50 Beamte zählte das Kernteam zuletzt. Zu wenige, um den Bedarf zu decken.
Aufnahmetest
Ein Jahr nach den ersten Überlegungen stellt man die Leibgarde nun auf neue Beine. Verstärkt wird das Team durch Polizisten, die nur für den Personen- und Objektschutz herangezogen werden. Etwas mehr als 20 Bewerber gab es für den ersten Jahrgang. Im Herbst soll bereits das nächste Auswahlverfahren starten. „Bewerben kann sich jeder und jede, der oder die zumindest zwei Jahre Außendienst bei der Polizei absolviert hat“, sagt Pinkel. Es gibt aber einige Aufnahmekriterien: Die Standards liegen sehr nahe an jenen, die auch für die Cobra-Grundausbildung gelten. Allerdings wurden Abstriche gemacht. Ein reiner Personenschützer muss kein Profi für Abseiltechniken oder Tauchmanöver sein, dafür muss er dieselbe Präzision beim Schießen mitbringen.
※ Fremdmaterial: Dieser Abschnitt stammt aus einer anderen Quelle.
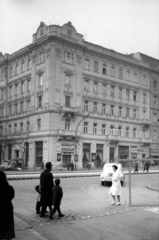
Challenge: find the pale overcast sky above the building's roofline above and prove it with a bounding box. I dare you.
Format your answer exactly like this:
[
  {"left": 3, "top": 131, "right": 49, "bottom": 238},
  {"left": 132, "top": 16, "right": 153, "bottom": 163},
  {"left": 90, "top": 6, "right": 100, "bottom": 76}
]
[{"left": 0, "top": 0, "right": 159, "bottom": 59}]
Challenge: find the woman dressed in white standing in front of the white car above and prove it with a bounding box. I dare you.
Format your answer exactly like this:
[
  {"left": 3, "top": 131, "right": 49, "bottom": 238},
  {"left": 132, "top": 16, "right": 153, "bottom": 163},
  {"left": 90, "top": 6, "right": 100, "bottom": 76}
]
[{"left": 109, "top": 164, "right": 121, "bottom": 206}]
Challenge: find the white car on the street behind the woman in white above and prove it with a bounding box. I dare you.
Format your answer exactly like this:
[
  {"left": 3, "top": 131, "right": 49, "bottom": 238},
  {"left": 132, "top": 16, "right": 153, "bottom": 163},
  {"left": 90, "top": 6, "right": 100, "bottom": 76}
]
[{"left": 100, "top": 163, "right": 125, "bottom": 186}]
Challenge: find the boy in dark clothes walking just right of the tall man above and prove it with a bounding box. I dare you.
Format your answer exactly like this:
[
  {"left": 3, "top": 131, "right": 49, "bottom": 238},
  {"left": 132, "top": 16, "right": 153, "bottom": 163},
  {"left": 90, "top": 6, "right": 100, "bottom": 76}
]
[{"left": 49, "top": 178, "right": 64, "bottom": 219}]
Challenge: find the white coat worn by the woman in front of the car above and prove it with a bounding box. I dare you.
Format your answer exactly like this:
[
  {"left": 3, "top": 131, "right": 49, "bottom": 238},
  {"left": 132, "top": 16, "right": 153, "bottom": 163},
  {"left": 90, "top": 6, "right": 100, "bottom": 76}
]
[{"left": 109, "top": 164, "right": 121, "bottom": 196}]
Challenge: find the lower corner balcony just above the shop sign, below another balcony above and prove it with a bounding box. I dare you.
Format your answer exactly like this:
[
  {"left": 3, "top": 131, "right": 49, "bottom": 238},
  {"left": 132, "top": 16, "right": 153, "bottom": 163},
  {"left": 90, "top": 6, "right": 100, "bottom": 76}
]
[{"left": 58, "top": 129, "right": 81, "bottom": 140}]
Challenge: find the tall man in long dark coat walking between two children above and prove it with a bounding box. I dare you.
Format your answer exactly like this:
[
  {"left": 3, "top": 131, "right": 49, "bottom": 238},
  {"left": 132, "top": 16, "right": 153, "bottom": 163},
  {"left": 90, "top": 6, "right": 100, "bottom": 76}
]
[{"left": 40, "top": 162, "right": 54, "bottom": 217}]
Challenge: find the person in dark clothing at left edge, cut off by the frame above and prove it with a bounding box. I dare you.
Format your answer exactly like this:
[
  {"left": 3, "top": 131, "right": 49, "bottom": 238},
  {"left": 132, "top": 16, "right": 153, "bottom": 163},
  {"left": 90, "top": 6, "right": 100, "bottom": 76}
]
[{"left": 0, "top": 171, "right": 15, "bottom": 240}]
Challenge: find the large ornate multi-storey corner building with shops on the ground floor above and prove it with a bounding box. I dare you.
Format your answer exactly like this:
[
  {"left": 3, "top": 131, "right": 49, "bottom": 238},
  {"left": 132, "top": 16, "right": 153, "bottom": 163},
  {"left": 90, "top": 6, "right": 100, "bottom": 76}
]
[{"left": 0, "top": 22, "right": 158, "bottom": 168}]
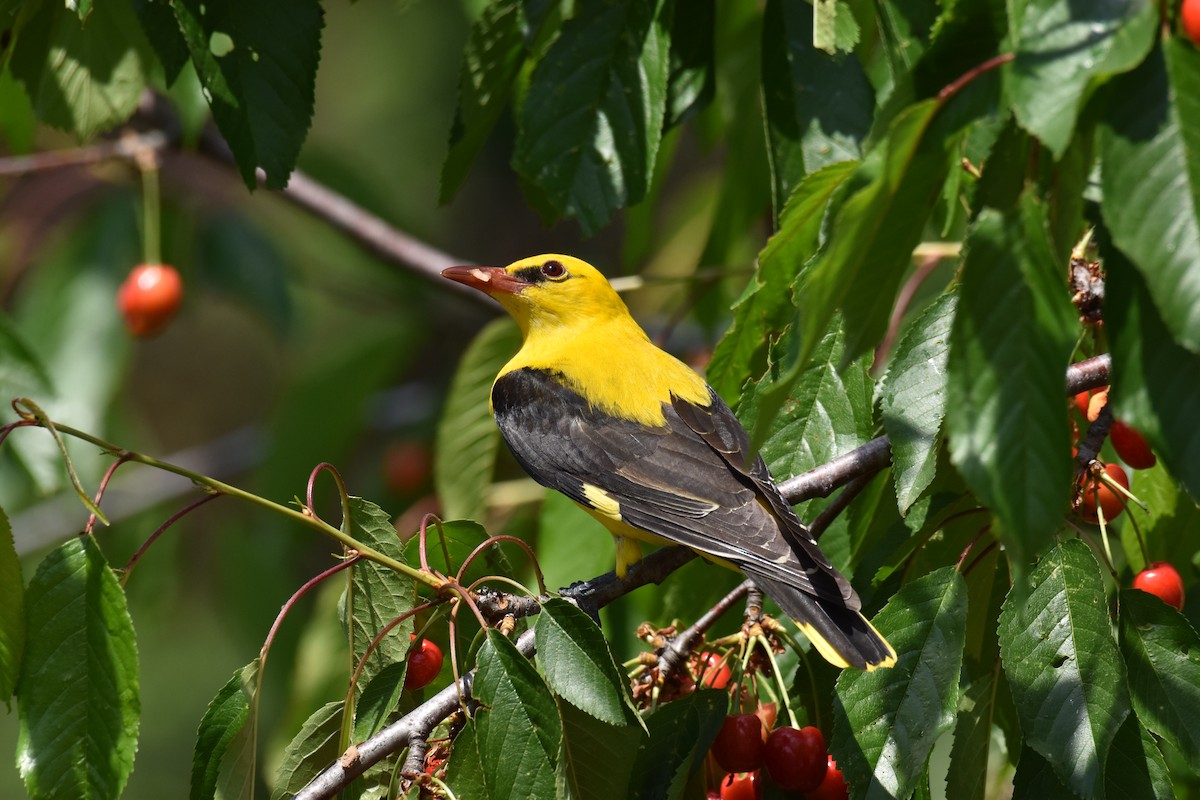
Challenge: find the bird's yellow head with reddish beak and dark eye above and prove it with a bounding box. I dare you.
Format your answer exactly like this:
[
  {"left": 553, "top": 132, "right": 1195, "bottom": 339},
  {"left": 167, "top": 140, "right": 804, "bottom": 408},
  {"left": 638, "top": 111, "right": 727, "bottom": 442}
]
[{"left": 442, "top": 253, "right": 629, "bottom": 335}]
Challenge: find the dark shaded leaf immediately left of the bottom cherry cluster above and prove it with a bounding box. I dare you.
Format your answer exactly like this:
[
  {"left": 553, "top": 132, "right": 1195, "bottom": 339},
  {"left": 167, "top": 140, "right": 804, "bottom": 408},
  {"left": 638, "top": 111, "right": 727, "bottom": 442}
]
[{"left": 629, "top": 690, "right": 730, "bottom": 800}]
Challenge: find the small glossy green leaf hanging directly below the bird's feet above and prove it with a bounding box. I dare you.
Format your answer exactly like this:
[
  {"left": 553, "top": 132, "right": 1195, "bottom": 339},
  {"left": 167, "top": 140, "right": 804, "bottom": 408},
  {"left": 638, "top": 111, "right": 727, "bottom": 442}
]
[{"left": 534, "top": 597, "right": 642, "bottom": 726}]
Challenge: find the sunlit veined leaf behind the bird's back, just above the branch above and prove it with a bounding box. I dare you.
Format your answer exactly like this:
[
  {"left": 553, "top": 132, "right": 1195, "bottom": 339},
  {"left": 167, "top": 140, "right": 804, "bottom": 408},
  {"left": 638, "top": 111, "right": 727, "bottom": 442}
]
[{"left": 738, "top": 320, "right": 872, "bottom": 516}]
Deshalb ist das zehnwöchige Ausbildungsprogramm auch auf das Handwerk einer Leibgarde zugeschnitzt.
Die Schwerpunkte liegen beim Waffenumgang, Abwehr- und Nahkampftechniken, Rettungsszenarien und einfache Benimmregeln und Etikette – beispielsweise für Staatsbesuche. Auch die Analyse und Aufarbeitung von Attentaten steht auf dem Lehrplan.
Grundsatz
Was den Personenschützern von Anfang an eingebläut wird: „Wir sind so nahe wie nötig und so weit weg wie möglich“, nennt Pinkel einen der wichtigsten Grundsätze. Die Schutzpersonen sollen in ihren gewohnten Lebensabläufen so wenig wie möglich beeinträchtigt werden.
Für den Antiterror-Einsatz, Geisellagen oder das Erstürmen von Häusern, werden die neuen Personenschützer aber nicht mehr herangezogen.